I'm not sure but I think the theorem is correct ,however, I have a difficulty trying to prove it. I thought maybe to use Lagrange's Intermediate value theorem ( but I don't know where that'd lead me ) or even using the fundamental theorem of calculus by looking at $ F(x) = \int_0^{x} f(t)dt $ and knowing that $ \lim_{ x \to \infty} F(x) = \int_0^{x} f(t)dt $ exists then I'd somehow have to proceed, maybe by assuming that $ f $ is not bounded and then find a contradiction.
Best Answer
The claim is not true. You can define a function whose graph consists of ever higher triangular spikes with ever narrower bases.

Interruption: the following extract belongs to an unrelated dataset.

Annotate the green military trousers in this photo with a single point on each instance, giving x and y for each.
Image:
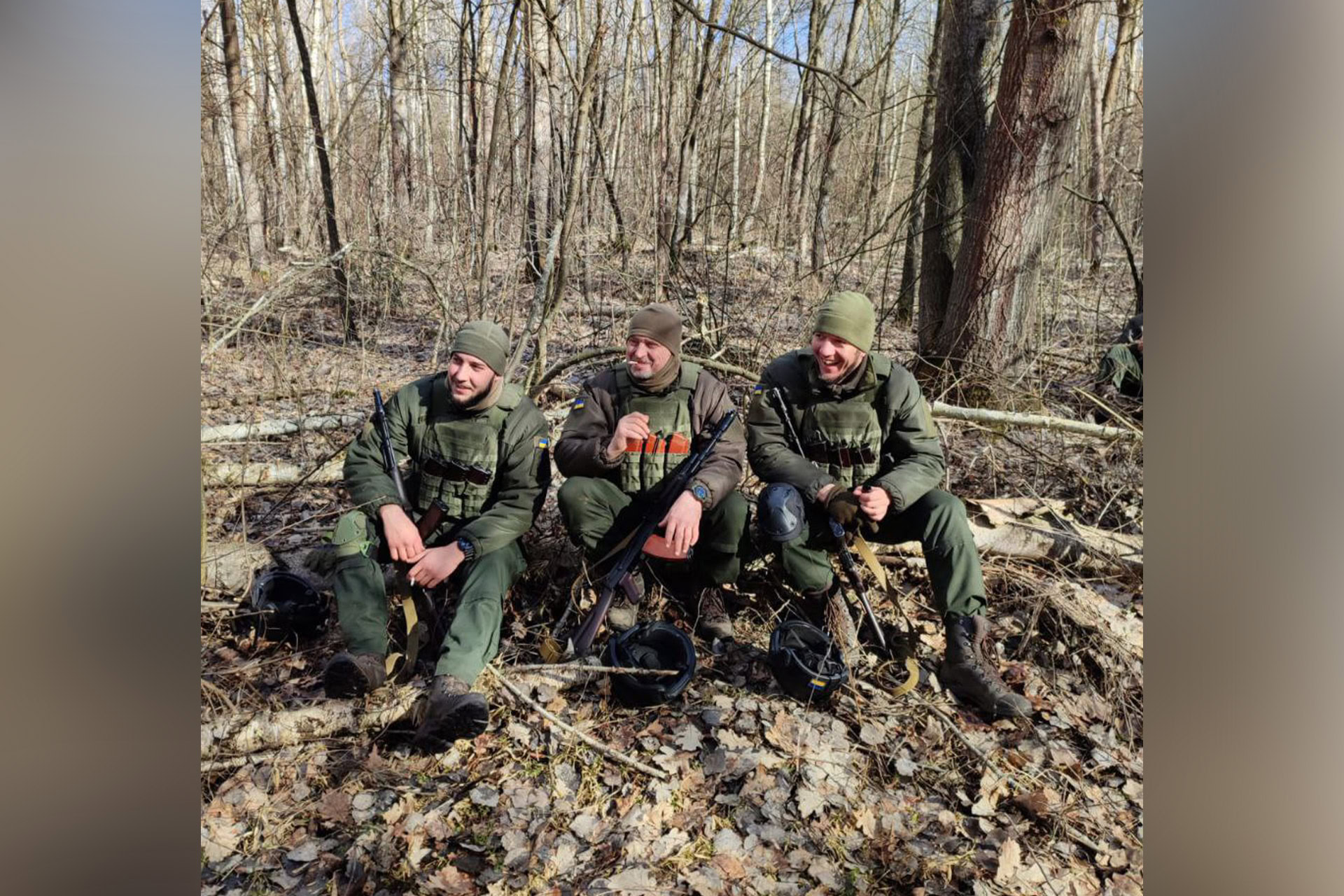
(937, 522)
(598, 514)
(473, 636)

For example, define $f$ in such a way that for each positive integer $m\geq 2$, the graph of $f$ looks like an isosceles triangle of height $m$ on the interval $[m-m^{-3},m+m^{-3}]$. Otherwise, $f$ is defined to be $0$. Then, $$\int_{m-\frac{1}{m^3}}^{m+\frac{1}{m^3}}f(x)\,\mathrm dx =\frac{1}{2}\times\underbrace{\frac{2}{m^3}}_{\text{base}}\times \underbrace{m\vphantom{\frac{2}{m^3}}}_{\text{height}}=\frac{1}{m^2}.$$ Clearly, $f$ is unbounded, but $$\int_{0}^{\infty}f(x)\,\mathrm dx=\sum_{m=2}^{\infty}\frac{1}{m^2}=\frac{\pi^2}{6}-1<\infty.$$ If you insist that $f$ be continuously differentiable, you can smooth out the spikes a little bit at the top and at the bottom without qualitatively changing the conclusion.